ATHENA WEEK 2 - 1 Flashcards
Choosing INNOVATION PROJECTS follows 3 steps
- identify dimensions
- where are we on the utility curve of each dimension
- where should we invest our money and effort in (use matrix f.e.)
capital rationing
the allocation of finite quantity of resources over different possible uses
How does a firm decide which projects to fund under CAPITAL RATIONING?
They set a fixed R&D budget and uses a RANK ORDERING of possible projects to determine which ones will be funded.
Why is capital rationing especially challenging for startups?
Startups usually need to find EXTERNAL FUNDING, which is difficult because they face much higher costs of capital than large companies.
R&D intensity
the ratio of R&D expenditures to sales
is money worth more today or in the future?
today
there are quantitative and qualitative methods for choosing projects, what are the QUANTITATIVE METHODS?
- NPV
- IRR
- Discounted payback period
- Real options
Discounted cash flow analysis
quantitative methods for assessing whether the anticipated future benefits are large enough to justify expenditures, given the risks
discounted cash analysis flow take 3 things into account
- time value of money
- payback period
- risk
NPV
present value of future cash inflows - present value of cash outflows, if NVP > 0 then it is good
IRR
discount rate at which the NPV of a project becomes 0. IRR > RR (required return) is good.
discounted payback period
the time to break even on a project using discounted cash flows.

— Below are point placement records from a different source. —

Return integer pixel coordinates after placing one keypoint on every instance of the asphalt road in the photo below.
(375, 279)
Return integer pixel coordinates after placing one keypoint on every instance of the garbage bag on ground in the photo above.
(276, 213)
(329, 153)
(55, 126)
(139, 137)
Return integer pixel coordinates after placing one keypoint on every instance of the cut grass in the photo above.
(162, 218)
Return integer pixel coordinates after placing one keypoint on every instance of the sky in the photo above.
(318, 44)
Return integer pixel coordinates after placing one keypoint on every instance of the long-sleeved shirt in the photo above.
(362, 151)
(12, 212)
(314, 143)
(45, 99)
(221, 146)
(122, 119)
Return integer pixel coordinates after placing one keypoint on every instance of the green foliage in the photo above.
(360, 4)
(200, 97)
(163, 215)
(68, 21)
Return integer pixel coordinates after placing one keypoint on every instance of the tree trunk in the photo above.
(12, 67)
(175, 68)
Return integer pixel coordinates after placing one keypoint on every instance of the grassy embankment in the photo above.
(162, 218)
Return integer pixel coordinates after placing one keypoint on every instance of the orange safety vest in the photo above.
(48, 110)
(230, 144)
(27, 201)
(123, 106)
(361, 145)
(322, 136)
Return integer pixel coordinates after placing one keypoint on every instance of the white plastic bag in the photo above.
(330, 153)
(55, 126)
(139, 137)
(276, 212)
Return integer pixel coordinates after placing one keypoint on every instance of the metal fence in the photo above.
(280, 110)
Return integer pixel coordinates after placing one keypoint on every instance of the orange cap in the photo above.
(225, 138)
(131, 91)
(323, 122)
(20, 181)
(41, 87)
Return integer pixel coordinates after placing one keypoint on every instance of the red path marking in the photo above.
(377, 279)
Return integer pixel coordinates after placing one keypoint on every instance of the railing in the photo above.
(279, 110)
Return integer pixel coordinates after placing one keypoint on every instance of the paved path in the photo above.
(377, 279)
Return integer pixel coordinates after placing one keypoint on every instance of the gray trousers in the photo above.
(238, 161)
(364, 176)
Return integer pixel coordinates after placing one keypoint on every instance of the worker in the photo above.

Why is the discounted payback period more accurate than the simple payback period?
it accounts for the time value of money
What is a key limitation of the DPP related to profit estimates?
is only as accurate as the original estimates of the project’s profits, and it is often extremely difficult to predict technology returns.
How does the DPP typically treat short-term vs. long-term or risky projects?
favors short-term investments and tends to ignore high-risk, high-reward projects.
How can the DPP undervalue important projects?
It can undervalue projects that bring long-term growth because it focuses on discounted cash flows, missing the potential of future gains.
real options
the application of stock option valuation methods to investments in nonfinancial assets (business projects, tech development, infrastructure investments)
disadvantage of quantitative methods
- don’t focus on long term or risky projects
- fail to capture the strategic importance
- can undervalue a project’s value to the firms
- it is hard to rely on numbers when the market does not exist yet.
there are 3 QUALITATIVE METHODS for choosing projects
- screening questions
- aggregate project planning framework
- q-sort
Qualitative method: screening questions
- Who are most likely the customers of the new product?
- Where will the customers buy the product?
- Does the new product leverage the firm’s core competencies or sources of sustainable competitive advantage?
“Does the new product leverage the firm’s core competencies or sources of sustainable competitive advantage?” is a relevant question for screening questions, why?
Does this new product make use of the things our company is really good at and does it build on what already gives us an edge over competitors?
do screening questions give you a concrete answer?
no
Why are screening questions valuable in project selection, despite not providing concrete answers?
They help the firm consider a wider range of STRATEGIC and MARKET FACTORS important for development decisions.
qualitative methods for projects: The aggregate project planning framework
To map a company’s R&D projects based on RISK, RESOURCE COMMITMENT, and TIMING OF CASH FLOWS, helping balance the project portfolio with strategic goals.